Hast du es mal über Sockets versucht?
Bzw, was willst du damit realisieren?


----------



## richardkrieger (11. Dez 2006)

Hallo,

es ist nun mal so, dass es besser ist, wenn es einen Server gibt, der den Clients informationen gibt, wo sich die anderen Clients befinden. Das war zum Beispiel ein Problem bei eDonkey - es gab viele Server, die aber keine feste IP's hatten und so mussten die Clients eine ziemlich lange Liste durcharbeiten, bis man sich mit einem Server verbindet. Deswegen sind viele bei KAZAA geblieben. Deswegen gibt es jetzt Overnet - wenn ich die Geschwindigkeit sehe, wie schnell man "drin" ist, vermute ich mal, dass es da auch einen Zentralserver gibt.
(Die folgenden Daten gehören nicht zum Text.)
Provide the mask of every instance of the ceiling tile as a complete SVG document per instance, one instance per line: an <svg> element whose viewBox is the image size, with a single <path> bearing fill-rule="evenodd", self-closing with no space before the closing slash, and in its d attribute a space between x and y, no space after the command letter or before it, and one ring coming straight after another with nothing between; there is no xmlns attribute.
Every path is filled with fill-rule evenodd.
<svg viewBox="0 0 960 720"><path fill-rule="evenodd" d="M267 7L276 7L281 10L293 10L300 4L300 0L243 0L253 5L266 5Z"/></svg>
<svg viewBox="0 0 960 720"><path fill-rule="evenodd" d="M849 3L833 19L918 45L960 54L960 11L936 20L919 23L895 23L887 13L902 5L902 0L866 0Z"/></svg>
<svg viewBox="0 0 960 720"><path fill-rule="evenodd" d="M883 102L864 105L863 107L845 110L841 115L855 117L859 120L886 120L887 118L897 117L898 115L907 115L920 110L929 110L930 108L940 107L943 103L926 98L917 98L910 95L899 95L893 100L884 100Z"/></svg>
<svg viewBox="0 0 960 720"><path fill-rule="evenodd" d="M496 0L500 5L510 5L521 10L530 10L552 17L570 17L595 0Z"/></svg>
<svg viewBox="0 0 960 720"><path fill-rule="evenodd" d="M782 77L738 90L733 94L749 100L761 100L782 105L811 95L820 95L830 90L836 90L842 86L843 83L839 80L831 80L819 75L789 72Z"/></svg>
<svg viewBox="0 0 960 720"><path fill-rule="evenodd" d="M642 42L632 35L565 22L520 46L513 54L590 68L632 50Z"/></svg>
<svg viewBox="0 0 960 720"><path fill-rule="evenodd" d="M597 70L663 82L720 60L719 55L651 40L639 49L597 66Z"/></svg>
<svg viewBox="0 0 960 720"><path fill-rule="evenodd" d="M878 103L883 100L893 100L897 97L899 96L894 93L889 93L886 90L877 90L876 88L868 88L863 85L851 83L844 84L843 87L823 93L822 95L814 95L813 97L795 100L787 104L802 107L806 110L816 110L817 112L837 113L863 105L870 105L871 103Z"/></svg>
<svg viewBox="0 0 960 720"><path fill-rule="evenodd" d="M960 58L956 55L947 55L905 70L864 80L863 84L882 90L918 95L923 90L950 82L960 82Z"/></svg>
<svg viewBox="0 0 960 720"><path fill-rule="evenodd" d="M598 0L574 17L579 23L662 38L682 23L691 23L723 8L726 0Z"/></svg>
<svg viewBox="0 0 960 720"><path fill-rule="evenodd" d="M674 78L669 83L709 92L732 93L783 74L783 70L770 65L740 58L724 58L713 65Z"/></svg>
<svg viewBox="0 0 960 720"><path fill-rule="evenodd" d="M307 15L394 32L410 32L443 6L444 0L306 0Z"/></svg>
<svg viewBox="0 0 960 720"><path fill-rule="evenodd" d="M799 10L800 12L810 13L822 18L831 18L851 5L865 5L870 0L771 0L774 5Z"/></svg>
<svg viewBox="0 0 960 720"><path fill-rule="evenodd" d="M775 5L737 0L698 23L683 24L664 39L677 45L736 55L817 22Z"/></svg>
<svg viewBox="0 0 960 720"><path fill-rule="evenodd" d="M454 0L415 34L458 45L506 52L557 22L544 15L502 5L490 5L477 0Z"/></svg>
Ausserdem gibt es eine Gesetzeslücke, die anscheinend nie geschlossen werden kann: es ist verboten informationen über illegale Inhalte auf dem Server zu speichern, ABER es ist nicht verboten, informationen über die User zu sammeln. Das heisst, Server muss dem Client nur die IP's von anderen Clients mitteilen. Alle suchanfragen und Antworten machen die Clients selbst untereinander. Somit handelt Server LEGAL, Clients - ILLEGAL.

Das Problem, was ich habe ist die Firewall. Heutzutage werden in 99% aller Fälle keine DSL-Modems, sondern DSL-Router an den Kunden geliefert. Die Router haben einen Portfilter. Was die "Ports" sind, weiss der "Otto-Normalverbraucher" nicht, geschweige den "Portweiterleitung". Die wissen nicht mal dass man per Browser auf den Router zugreifen kann. Die wissen auch nicht, dass man die Zugangsdaten im Router selbst erfassen kann und braucht dann keine Zugangssoftware auf dem Rechner. Diese Informationen stammen aus meiner Praxis(bin Selbständiger "PC-DOKTOR"). Also muss ein Client SIMPEL in der Installation und Bedienung sein.

JXTA kann, wenn ich mich nicht täusche, HTTP-Tunnel aufbauen. Das wäre eine Möglichkeit, die Firewall zu umgehen.

Gruss Richard


----------



## EOB (14. Dez 2006)

trotzdem ist p2p nicht nur ein server und der rest rechner, sondern jeder ist server und jeder ist rechner. was du meinst ist doch wohl eher client server, oder wie?

gruesse


----------